私立秀麗華美学園
2学期が始まってから、つまり、ヨハンがA組の一員となってから、半月ほどが経った頃だった。

事件は英語のライティングの時間に起こった。


ライティングとはその名の通り英語を書きまくりましょーという授業なわけで、1学期にも文学作品をを英作したりディベートを英語でやったりと様々なめんどくさ……じゃなくて有用な取り組みをやってきた。

何やら今学期は長期的な取り組みを始めるらしい。


「今回は、英語を使った発表を行ってもらおうと思います」


英語W(ライティング)の授業の担当教師、つまりA組の担任榎木先生はそう言って、教室に備え付けのスクリーンに映像を映した。


どうやら昨年の2年生が行った同じ授業の模様を撮影したものらしい。

生徒2人が黒板の前で模造紙を広げて説明をしている。

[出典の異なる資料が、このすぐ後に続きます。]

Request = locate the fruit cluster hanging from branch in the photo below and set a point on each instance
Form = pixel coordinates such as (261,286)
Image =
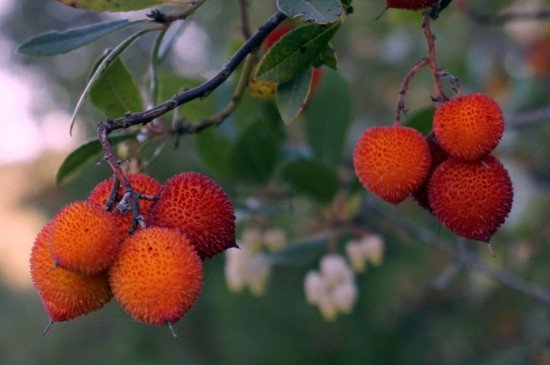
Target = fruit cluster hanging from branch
(144,243)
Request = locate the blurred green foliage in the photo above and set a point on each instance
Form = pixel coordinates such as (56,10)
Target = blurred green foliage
(400,318)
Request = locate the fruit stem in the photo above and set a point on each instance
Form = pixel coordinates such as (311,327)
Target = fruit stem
(430,39)
(245,24)
(405,87)
(130,199)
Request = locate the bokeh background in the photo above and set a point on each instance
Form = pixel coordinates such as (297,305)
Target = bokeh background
(399,317)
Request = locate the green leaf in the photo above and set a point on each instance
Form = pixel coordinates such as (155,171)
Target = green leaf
(328,118)
(292,95)
(294,52)
(76,159)
(422,120)
(317,11)
(103,66)
(112,5)
(115,92)
(312,179)
(298,253)
(327,57)
(54,43)
(254,154)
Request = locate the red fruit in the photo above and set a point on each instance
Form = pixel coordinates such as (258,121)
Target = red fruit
(158,276)
(438,156)
(84,238)
(200,209)
(141,183)
(469,127)
(392,162)
(65,294)
(409,4)
(471,198)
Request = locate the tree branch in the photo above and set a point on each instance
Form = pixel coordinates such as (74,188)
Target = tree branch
(430,39)
(461,257)
(405,87)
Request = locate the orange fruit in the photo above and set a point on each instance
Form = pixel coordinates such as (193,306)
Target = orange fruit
(65,294)
(469,127)
(391,162)
(84,238)
(157,276)
(471,198)
(141,183)
(200,209)
(438,156)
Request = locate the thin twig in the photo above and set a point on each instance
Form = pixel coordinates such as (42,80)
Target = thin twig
(245,24)
(453,80)
(217,119)
(430,39)
(405,87)
(130,199)
(204,89)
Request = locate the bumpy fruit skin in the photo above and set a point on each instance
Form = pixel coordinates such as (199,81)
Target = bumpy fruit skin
(409,4)
(84,238)
(391,162)
(471,198)
(65,294)
(141,183)
(438,156)
(200,209)
(469,127)
(157,277)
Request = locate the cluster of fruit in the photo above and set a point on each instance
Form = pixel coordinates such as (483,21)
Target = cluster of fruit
(451,173)
(85,255)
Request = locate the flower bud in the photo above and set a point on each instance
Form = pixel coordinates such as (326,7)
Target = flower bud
(344,297)
(314,287)
(356,255)
(274,239)
(335,270)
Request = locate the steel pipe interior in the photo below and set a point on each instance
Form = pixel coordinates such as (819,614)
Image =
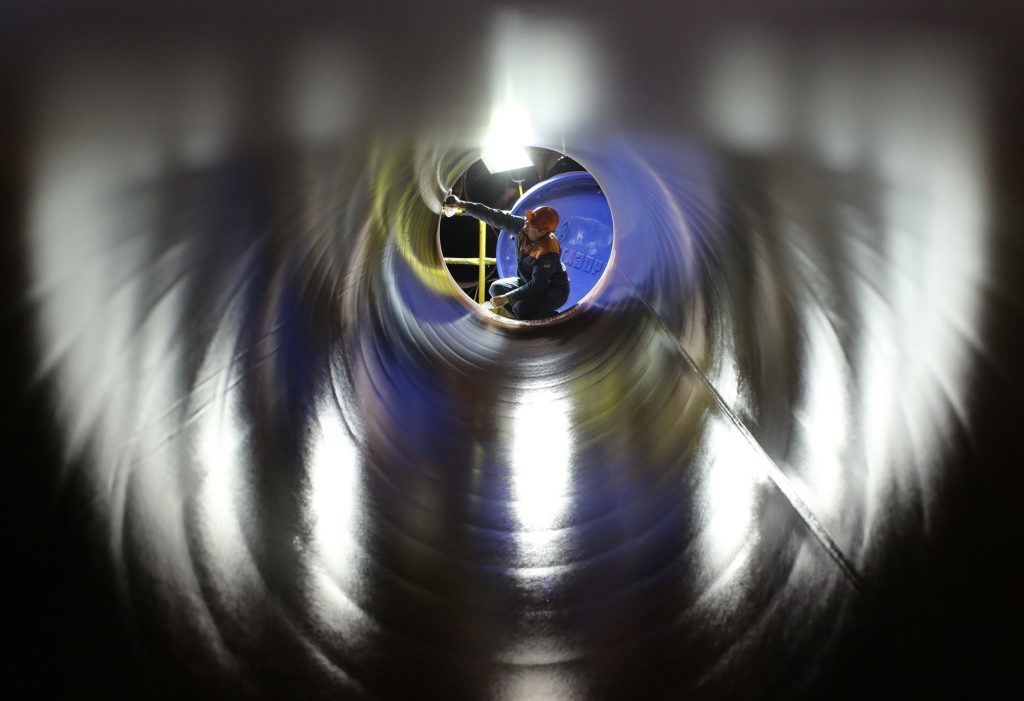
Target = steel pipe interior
(264,447)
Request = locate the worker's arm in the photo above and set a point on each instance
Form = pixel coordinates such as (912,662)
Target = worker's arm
(497,218)
(546,266)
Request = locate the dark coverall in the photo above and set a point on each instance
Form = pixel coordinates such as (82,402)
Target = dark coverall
(543,283)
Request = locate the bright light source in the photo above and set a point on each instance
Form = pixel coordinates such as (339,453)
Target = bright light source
(509,133)
(501,159)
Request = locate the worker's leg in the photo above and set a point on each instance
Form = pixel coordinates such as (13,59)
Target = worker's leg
(540,307)
(504,286)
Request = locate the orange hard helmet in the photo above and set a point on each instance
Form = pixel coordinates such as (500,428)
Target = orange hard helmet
(544,218)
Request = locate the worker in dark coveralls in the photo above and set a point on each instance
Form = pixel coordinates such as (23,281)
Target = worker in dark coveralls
(542,285)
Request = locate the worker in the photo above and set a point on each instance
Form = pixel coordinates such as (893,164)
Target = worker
(542,285)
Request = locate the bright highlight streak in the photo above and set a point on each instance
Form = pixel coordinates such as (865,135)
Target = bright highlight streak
(541,461)
(509,134)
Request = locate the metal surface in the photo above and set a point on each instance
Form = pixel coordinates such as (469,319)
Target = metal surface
(585,230)
(261,446)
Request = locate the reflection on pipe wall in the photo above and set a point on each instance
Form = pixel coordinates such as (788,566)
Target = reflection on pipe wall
(734,472)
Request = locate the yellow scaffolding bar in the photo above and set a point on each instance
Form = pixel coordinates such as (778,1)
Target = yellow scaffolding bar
(483,252)
(481,261)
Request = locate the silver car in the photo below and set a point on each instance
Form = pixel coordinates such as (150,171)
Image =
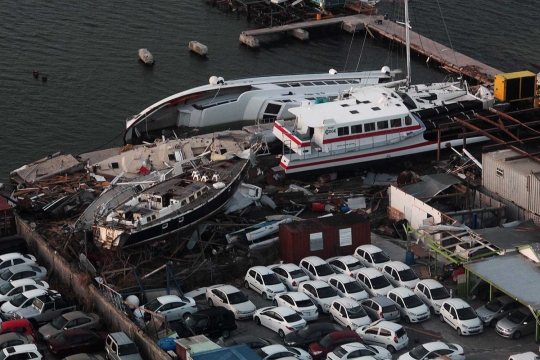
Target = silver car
(518,323)
(496,309)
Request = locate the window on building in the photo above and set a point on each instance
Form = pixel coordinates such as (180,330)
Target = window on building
(315,241)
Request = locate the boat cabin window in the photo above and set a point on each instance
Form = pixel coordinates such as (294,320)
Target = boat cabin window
(381,125)
(395,123)
(343,131)
(356,129)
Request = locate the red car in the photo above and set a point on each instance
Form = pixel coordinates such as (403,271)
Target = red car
(21,326)
(76,341)
(318,350)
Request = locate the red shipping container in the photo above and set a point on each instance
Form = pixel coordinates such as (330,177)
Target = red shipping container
(340,234)
(7,219)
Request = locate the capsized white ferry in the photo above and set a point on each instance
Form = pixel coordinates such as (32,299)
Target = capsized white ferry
(224,104)
(374,123)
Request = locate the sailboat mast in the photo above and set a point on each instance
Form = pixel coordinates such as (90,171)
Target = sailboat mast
(408,43)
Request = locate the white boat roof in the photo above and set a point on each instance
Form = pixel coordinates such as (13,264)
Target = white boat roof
(365,104)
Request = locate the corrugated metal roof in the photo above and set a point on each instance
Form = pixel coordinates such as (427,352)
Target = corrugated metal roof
(239,352)
(513,274)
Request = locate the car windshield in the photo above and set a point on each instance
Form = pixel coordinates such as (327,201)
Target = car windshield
(4,289)
(353,287)
(407,275)
(356,312)
(292,318)
(324,270)
(237,298)
(295,274)
(466,314)
(271,279)
(418,352)
(412,301)
(304,303)
(379,257)
(439,293)
(59,323)
(494,305)
(127,349)
(326,292)
(18,300)
(517,317)
(6,275)
(379,282)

アジアの地理について調べたようだ。
これで書かれているのが簡単な地図と日本語であれば小学生レベルだが、模造紙の地図は参考図程度で、メインは調べたことを、何も見ず口頭で英語を使って説明しているところにある。


発表って、ほぼスピーチ大会じゃねえかこれ。この長さの英文完全暗記かよ。


「このような発表が行えるまでには、もちろんそれ相応の準備時間を必要とします。

今後の授業では平常の教科書に沿った授業に並行し、準備のための時間をとっていくつもりです」


うぅ、めんどくさい。
俺は英語が苦手だ。じゃあ何が得意なんですかという質問にはもちろんノーコメントだ。

だから今回の取り組みも、英語Wの時間が来るのを憂鬱に思いつつ、ゆうかとかに手伝ってもらいつつ、てきとーにやり過ごしていくもんだと思っていたのだが。


「発表は2人組で行ってもらいますので、今日は取り急ぎペアを決めてしまいましょう。

くじでも構いませんが、ご自分たちで決めていただいて、決まりそうならばそれでいいでしょう。
割合長い取り組みになるかと思いますので、気心の知れた方同士の方がやりやすいかとも思います。

しばらく待ちますので、決まったペアから黒板に書いていってくださいね」


榎木先生の言葉によって、教室はざわざわと徐々に騒がしくなっていった。